Commencement spotlight: For graduate, a happy ending that almost didn’t happen
Nicholas Jackson considers himself a storyteller — he once spent five years filming a movie about zombie crime fighters.
Now, at 33, he’s the hero of his own story, one even longer in the making.
After setbacks, hardships and false starts, Jackson will graduate May 11 from the University of Wisconsin–Madison. He will be earning a bachelor’s degree in retailing and consumer behavior with a certificate in studio art.
It’s an outcome that seemed implausible just a few years ago. Yet Jackson kept recalibrating. And readjusting. And reimagining.
“I’m more and more accepting that what I have to say might be hopeful to other people,” he says. “It means a lot to me that my story could inspire other people or help them appreciate what they have.”
Born in Arizona, Jackson moved often with his family growing up, landing in Madison at 15. He and his sister were the primary caregivers for their single mother, who was ailing from Muscular Dystrophy. At Madison West High School, he felt like a loner going through an existential crisis.
“As my mom’s condition worsened, it was hard to see the point in doing anything,” he says. “It felt almost like living a double life. You put on this face and do what you’re supposed to be doing outside the home. And then you come home and it’s not normal. It can be tough to carry that around. It can eat you up.”

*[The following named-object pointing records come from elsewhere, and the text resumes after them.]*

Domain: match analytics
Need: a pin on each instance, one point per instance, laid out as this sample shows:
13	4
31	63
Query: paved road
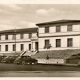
40	74
13	70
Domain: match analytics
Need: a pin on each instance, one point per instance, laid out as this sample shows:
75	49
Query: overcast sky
27	15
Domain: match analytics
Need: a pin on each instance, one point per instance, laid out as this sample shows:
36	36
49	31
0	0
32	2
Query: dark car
25	60
8	59
74	59
1	57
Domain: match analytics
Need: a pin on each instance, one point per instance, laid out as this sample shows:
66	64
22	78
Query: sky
16	16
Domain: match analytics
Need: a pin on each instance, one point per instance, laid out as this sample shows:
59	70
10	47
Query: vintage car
25	60
74	59
8	59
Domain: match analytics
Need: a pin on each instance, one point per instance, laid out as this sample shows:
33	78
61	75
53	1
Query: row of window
14	36
58	43
58	28
14	47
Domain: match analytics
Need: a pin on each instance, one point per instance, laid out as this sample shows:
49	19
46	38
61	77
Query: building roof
24	30
58	22
55	54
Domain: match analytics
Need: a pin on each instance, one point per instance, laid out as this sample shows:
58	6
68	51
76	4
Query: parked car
74	59
1	57
8	59
25	60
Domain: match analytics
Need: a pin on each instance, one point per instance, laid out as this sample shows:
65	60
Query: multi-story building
16	41
58	40
54	41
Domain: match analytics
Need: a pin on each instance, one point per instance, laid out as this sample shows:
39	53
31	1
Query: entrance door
29	47
36	46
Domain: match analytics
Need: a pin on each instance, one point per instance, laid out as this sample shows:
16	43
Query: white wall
76	42
52	29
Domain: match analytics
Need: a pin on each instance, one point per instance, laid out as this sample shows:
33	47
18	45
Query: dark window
0	37
14	37
6	37
58	42
21	36
29	47
69	28
46	29
14	47
30	35
6	47
69	42
58	28
46	43
0	47
22	47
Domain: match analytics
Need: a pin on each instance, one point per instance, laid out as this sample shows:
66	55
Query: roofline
23	30
57	22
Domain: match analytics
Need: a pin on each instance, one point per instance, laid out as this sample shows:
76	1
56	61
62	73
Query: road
40	74
13	70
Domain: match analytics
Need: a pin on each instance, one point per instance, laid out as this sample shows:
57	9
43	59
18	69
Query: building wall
76	43
52	28
25	41
63	35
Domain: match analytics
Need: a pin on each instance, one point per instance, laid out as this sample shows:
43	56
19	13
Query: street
13	70
40	74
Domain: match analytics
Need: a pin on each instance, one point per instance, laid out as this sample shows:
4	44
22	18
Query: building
58	40
19	40
54	41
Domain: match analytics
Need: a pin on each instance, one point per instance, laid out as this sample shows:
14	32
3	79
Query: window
6	47
14	47
69	42
21	36
69	28
58	42
14	37
30	35
22	47
0	37
58	29
0	47
46	29
29	47
6	37
46	43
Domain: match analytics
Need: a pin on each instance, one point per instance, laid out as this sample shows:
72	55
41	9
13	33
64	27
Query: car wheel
33	63
23	63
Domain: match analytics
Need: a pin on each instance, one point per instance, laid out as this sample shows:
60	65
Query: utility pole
15	39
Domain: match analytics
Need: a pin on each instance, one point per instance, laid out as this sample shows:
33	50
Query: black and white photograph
39	40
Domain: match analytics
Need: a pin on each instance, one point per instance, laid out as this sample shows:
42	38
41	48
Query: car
1	57
25	60
74	59
8	59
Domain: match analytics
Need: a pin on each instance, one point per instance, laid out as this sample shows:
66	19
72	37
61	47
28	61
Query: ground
13	70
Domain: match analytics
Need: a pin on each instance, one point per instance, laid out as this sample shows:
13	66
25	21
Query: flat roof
58	22
23	30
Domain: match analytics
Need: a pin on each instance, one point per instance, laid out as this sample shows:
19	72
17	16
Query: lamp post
15	39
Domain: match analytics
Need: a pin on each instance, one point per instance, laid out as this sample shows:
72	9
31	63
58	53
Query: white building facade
16	41
58	40
59	35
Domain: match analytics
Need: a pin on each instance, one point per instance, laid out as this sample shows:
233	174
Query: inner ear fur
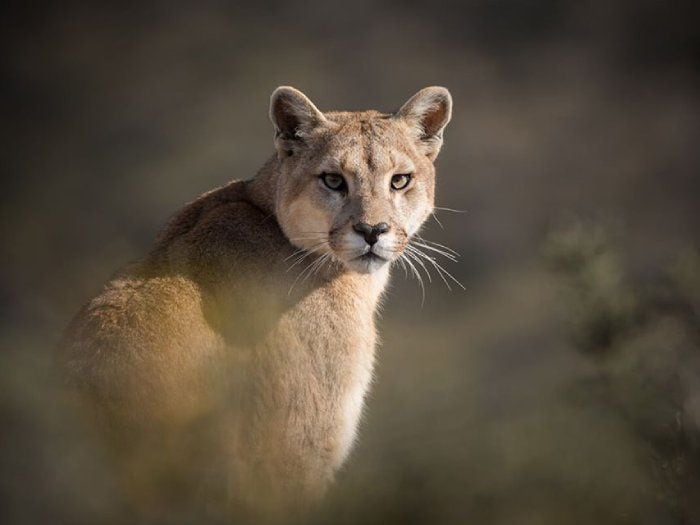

Jackson dropped out of high school at 17, earned a high school equivalency diploma, and began working low-paying jobs. At 18, he enrolled at Madison College. The first semester, he failed one class, got an “incomplete” in another, and quit.
“I figured my path to higher education was over,” he says.
More low-paying jobs followed. In his free time, he threw himself into writing, directing and starring in a feature-length film. Shot locally for $14,000, “The Zombie Hero” played a couple of film festivals and earned $30.
“It’s a terrible movie,” Jackson says. “But I finished it, and that was important to me.”
His mom was proud, too. Though she died before the movie was completed, she had business cards printed for her son that read, “Filmmaker.”
At 25, Jackson began seeing a behavioral therapist to address several issues, including tics related to Obsessive-Compulsive Disorder. He’s upfront about this part of his story, he says, because he wants to reduce stigma around mental health challenges.
The therapy helped, and other things began to fall into place. He met the woman who would become his wife, and he witnessed his sister successfully return to school at UW–Milwaukee.
He convinced Madison College to give him another shot. This time, he aced it, raising his GPA to 3.7. (That “F,” still on his transcript, kept it from being higher.)
Also around this time, he started an online business, “The Seedy Merchant,” selling handmade goods and art, including his own. He got accepted to the UW School of Business — a huge achievement.
“I had lived in Madison since 2000, but I was always on the periphery of the university,” he says. “I had always felt like an outsider, so it felt very good to actually become part of its legacy.”
The feeling wouldn’t last. The School of Business wasn’t a good fit, he says. He withdrew after 10 weeks — another blow to his self-confidence.
He decided to take a semester off and examine other majors. He found the School of Human Ecology and its Consumer Science Department, as well as the certificate in studio art. All of it spoke to his creativity and collaborative nature.
“This was a perfect pairing for me,” he says. “My whole life, I had been interested in making things and selling them.”
On May 11 at Camp Randall, Jackson will earn a degree he once thought impossible. In recognition of his accomplishment, he is being accorded the honor of carrying the flag for the School of Human Ecology during the opening procession. His wife, father and sister are among those planning to attend.
Two days later, Jackson will begin a full-time job as an event planner in the marketing department with American Family Insurance. He’ll be based at the company’s Madison DreamBank location, where he currently interns.
“Our whole goal is to help people figure out their dreams,” he says. “It’s another way I plan to use my story. I want people to know that everyone has potential, and that it’s a matter of finding the right fit, admitting when it’s not the right fit, and not being afraid to try new things.”
The title on his business card this time: “Dream Curator.”